Hari ini saya pulang
kampung. Eh bukan pulang kampung, tapi pergi nyelawat ke rumah teman yang
ayahnya baru meninggal. Kebetulan rumah teman saya itu sedaerah dengan rumah
orang tua saya. Ya begitulah.
Pukul 08.37 kami berangkat dari Kota Sabak dan sampai di rumah temanku pukul 09.59. ketika kami sampai, jenazah sudah dimakamkan sehingga kami hanya dapat bertemu dengan keluarga almarhum. Kami mengobrol seputar sakit almarhum namun kemudian beralih ke percakapan lainnya. Tak apik terlalu lama bercerita mengenai yang sudah tiada. Tak lama kemudian juga datang keluarga mereka dari daerah lain. Dan sepertinya rombongan yang baru datang ini mengenal (almarhum) ayah saya. Sekilas saya mendengar percakapan mereka meski tak bermaksud menguping. Mereka seperti menanyakan siapa gerangan gadis muda yang duduk disamping anak si pemilik rumah.
“Iki anak’e arwahe Lek
Sirun.” Jelas Ibu teman saya.
“Anak’e seng ragil yo?”
“Iyo, kan anak’e telu, iki
seng wedok dewek, seng ragil.”
“Lah, wes gadis rupane.”
Dengan pandangan menuju ke
arah saya. Saya hanya tersenyum sambil menganggukkan kepala.
Dan dilanjutkan beberapa
pertanyaan seputar tinggal dimana, kerja apa.
Seperginya rombongan ini,
teman saya bercerita bahwa ayahnya (alm) pernah cerita ke dia kalau ayah saya (alm)

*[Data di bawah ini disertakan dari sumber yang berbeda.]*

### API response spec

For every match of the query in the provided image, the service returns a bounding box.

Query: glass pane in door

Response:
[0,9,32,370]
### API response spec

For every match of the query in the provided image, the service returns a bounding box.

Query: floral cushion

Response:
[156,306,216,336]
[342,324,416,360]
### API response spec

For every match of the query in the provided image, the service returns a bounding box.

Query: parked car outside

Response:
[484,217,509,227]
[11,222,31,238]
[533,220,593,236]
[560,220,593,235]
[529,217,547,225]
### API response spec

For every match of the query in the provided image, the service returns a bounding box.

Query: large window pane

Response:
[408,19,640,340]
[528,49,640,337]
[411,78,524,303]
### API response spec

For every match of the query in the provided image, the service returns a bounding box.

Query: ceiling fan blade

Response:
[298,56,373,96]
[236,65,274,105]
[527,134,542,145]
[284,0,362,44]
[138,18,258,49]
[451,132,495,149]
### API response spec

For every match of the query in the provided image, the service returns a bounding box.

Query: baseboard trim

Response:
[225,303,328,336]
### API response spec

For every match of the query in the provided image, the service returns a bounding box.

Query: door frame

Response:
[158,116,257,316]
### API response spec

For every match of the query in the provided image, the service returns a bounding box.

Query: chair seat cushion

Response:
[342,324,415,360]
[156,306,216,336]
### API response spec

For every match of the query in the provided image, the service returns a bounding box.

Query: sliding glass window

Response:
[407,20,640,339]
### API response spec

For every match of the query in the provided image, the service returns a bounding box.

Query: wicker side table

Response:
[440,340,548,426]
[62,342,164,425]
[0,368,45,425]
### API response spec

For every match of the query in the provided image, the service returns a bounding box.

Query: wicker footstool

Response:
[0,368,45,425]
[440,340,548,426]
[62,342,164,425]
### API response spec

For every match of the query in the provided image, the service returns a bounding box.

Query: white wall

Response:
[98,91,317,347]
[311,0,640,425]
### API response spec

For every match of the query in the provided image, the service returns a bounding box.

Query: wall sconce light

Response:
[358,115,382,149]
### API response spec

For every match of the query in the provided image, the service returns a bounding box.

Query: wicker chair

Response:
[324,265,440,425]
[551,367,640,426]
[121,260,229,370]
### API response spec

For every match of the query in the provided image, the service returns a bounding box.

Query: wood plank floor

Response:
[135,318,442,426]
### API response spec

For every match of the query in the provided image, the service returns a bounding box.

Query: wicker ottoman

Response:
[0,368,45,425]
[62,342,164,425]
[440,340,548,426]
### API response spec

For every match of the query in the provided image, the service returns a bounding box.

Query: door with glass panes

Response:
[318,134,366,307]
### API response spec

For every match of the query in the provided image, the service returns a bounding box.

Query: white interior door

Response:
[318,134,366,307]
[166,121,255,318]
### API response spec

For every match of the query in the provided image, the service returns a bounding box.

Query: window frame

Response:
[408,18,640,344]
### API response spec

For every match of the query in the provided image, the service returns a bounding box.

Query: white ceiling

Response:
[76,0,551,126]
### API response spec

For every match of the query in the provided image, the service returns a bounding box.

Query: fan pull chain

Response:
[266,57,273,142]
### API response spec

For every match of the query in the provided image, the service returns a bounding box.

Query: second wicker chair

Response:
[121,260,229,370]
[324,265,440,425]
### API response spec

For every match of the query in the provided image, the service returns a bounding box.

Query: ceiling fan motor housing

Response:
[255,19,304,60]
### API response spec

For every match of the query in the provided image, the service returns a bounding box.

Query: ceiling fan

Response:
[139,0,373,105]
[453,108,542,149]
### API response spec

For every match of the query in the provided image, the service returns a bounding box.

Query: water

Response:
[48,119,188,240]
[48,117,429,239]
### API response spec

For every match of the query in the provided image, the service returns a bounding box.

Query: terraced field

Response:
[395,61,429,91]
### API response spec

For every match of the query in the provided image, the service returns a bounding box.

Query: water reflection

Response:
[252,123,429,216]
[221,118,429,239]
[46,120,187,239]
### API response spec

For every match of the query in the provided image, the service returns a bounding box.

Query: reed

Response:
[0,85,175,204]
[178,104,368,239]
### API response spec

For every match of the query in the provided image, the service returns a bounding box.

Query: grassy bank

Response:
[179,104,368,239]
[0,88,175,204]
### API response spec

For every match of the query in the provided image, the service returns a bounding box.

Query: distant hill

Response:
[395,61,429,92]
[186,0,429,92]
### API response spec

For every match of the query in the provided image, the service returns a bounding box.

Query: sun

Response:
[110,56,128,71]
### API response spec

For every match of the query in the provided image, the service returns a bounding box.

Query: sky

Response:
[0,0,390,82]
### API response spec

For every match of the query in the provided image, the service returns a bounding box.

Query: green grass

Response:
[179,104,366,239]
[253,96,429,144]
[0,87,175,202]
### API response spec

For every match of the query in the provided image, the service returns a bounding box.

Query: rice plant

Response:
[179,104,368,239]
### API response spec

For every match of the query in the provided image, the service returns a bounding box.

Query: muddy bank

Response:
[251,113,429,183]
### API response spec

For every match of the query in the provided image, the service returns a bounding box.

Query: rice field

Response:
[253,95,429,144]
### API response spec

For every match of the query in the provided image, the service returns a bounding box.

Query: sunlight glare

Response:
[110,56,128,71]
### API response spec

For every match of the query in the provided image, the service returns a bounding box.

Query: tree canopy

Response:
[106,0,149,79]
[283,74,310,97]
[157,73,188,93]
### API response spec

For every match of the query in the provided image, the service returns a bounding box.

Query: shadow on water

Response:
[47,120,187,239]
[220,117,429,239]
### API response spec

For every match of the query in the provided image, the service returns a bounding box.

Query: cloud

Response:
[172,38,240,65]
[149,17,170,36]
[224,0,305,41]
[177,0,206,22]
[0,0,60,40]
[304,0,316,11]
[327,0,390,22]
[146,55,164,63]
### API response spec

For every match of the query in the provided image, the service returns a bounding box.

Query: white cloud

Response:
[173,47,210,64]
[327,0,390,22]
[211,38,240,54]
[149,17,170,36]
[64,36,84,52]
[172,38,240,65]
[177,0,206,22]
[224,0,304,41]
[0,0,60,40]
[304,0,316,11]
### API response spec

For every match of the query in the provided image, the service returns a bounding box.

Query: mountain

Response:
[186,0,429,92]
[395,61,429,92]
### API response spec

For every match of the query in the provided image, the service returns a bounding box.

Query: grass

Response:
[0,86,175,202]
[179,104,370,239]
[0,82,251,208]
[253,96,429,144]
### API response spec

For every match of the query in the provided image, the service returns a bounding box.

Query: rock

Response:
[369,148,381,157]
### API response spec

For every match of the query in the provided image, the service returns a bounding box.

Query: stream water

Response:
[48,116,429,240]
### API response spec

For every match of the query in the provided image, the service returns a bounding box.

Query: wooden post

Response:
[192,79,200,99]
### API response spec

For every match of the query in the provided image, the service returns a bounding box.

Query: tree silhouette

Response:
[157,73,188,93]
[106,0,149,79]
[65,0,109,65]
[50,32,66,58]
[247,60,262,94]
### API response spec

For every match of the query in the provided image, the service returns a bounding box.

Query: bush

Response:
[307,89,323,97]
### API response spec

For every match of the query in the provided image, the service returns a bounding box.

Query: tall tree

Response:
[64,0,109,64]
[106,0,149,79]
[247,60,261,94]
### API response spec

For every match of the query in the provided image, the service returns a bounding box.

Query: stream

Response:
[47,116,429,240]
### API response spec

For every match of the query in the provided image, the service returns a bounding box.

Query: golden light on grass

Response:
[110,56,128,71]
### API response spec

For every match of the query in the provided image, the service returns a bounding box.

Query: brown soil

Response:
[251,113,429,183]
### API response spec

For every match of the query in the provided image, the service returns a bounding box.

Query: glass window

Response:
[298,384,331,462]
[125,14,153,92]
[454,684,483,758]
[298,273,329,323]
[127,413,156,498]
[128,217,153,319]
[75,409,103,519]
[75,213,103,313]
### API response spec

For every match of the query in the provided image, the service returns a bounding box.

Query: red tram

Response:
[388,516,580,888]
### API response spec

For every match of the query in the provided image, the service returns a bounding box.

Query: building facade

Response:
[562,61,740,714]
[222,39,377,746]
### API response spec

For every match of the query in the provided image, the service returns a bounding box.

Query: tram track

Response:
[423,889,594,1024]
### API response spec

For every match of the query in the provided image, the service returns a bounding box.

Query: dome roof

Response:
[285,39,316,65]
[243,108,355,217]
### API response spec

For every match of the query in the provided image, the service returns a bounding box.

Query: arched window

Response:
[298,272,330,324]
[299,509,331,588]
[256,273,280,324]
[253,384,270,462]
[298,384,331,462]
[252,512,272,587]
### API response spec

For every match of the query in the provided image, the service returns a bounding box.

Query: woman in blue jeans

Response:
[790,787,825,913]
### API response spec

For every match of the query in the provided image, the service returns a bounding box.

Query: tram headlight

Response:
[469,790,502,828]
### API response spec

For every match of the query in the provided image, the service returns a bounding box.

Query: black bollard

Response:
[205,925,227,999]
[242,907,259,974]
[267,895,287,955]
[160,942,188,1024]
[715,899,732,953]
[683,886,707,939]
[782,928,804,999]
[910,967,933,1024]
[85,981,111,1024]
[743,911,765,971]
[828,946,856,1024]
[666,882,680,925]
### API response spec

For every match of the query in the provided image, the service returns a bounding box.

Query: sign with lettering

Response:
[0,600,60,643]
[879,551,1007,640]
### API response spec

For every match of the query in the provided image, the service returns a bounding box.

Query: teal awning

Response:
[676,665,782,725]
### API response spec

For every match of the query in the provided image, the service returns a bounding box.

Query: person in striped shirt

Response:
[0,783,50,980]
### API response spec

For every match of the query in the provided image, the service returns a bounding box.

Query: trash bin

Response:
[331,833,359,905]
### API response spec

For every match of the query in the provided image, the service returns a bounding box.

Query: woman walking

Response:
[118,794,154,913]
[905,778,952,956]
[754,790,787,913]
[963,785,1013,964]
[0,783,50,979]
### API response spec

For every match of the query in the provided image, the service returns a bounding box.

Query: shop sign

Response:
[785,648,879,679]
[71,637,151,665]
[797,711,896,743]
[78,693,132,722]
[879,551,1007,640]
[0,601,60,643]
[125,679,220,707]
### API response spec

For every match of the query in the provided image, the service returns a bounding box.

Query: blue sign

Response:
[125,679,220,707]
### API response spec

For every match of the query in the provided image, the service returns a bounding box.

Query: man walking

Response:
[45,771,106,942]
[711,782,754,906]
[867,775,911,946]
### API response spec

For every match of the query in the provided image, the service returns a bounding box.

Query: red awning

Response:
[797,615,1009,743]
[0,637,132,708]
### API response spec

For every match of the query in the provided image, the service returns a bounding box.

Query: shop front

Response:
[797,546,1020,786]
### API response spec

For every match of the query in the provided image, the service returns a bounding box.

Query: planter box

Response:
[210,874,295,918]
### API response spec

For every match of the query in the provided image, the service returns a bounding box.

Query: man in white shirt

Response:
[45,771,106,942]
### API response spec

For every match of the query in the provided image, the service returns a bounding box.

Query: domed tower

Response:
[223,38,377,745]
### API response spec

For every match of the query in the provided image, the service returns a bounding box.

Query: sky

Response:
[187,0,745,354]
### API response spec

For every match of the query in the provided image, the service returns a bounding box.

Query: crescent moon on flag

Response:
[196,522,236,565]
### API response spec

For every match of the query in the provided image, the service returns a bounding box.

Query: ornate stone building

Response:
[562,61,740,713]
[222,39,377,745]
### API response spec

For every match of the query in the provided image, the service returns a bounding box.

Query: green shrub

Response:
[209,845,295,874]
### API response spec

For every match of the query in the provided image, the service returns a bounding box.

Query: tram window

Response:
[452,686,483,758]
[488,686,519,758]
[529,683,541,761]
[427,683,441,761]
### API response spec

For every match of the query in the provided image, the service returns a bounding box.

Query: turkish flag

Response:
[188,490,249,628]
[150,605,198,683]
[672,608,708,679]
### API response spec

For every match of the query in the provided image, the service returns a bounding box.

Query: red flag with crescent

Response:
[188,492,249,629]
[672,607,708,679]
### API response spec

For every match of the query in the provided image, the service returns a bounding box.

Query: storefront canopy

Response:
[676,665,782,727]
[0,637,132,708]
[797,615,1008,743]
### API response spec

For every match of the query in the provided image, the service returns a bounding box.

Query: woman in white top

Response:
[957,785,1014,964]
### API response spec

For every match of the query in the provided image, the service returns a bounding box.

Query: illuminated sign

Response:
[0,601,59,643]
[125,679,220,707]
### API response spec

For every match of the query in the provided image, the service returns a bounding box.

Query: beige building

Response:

merupakan mantan dalang di tempat tinggalnya yang lama.
“Iya apa? Tanya saya tak
percaya.
“Iya, Bapak yang bilang.” Kemudian
dia memastikan dengan bertanya ke ibunya. Kata ibunya, ”Bukan dalang, tapi
penembang uro-uro”. “Dulu bapakmu (ayah saya. Red) terkenal sebagai penembang
uro-uro di Parit 9.”
Sekedar info, Parit 9 itu
merupakan pemukiman orang Jawa (perantauan) di Mendahara yang sudah ada sejak
tahun 1964. Bahkan bisa lebih lama daripada tahun tersebut karena sejak tahun
1952 telah ada orang Jawa di Mendahara, namun pemukiman awalnya terletak di Parit 7. Saat ini parit 9 sudah sepi dikarenakan pendudukknya sudah pindah ke
Kuala Mendahara (Kelurahan Mendahra Ilir) dan daerah lainnya yang lebih mudah
akses pendidikan dan ekonomi. Yang tertinggal hanya berupa lahan perkebunan
kelapa dengan satu dua pondok untuk beristirahat atau bangsal (menginap di area
kebun karena kerja).
Lanjut cerita mengenai
uro-uro tadi. Karena penasaran segera saya searching “uro-uro Jawa”. Keluarlah
hasilnya. Uro-uro merupakan tradisi menyanyi orang Jawa yang ditujukan untuk
diri sendiri dan dilakukan sambil melakukan aktivitas sehari-hari. Uro-uro ini
memiliki banyak pengertian. Ada yang menyebut uro-uro sebagai nyanyian tanpa
alat musik namun ada juga yang menyebut nyanyian dengan alat musik sebagai
uro-uro. Pada masa penjajahan, uro-uro sering dinyanyikan sebagai penghibur
diri sekedar menghapus kesedihan akibat pejajahan. Uro-uro semacam “kebahagian”nya
orang Jawa karena melalui uro-uro mereka bebas mengungkapkan perasaannya
melalui tembang. Lirik dari uro-uro biasanya berupa pitutur-pitutur luhur,
nasehat-nasehat yang luhur yang menceritakan tentang bagaimana kehidupan di dunia
dan penciptanya.
Sewaktu ayah saya masih tinggal
di parit 9 tersebut, uro-uro tak hanya dinyanyikan untuk diri sendiri namun
juga ditembangkan untuk didengar oleh orang lain. Karenanya ayah saya kemudian
dikenal sebagai penembang uro-uro. Kebetulan ayah teman saya ini merupakan
tetangga ayah saya dulu di Parit 9.
Jujur, sebenarnya saya tak begitu
paham mengenai uro-uro. Apa yang saya tulis berdasarkan hasil pencarian yang
saya dapatkan dan juga cerita dari
ibu teman saya tadi. Ibu saya juga tak pernah cerita kalau ayah saya pernah
menjadi penembang uro-uro. Mungkin karena ketemunya ibu saya dengan ayah saya
sudah memasuki tahun 1988, dan pada saat tersebut ayah saya sudah hijrah dan bermukim
di Sungai Siput, Desa Sinar Kalimantan.
Saya juga membuka youtube dan mendengarkan uro-uro. Bisa lihat di facebook saya "Rihand Triyani".
Sekian
Tambahan tak penting:
karena mengetik tulisan ini, keyboard notebook saya kembali normal setelah
sebelumnya sempat error. Alhadulillah.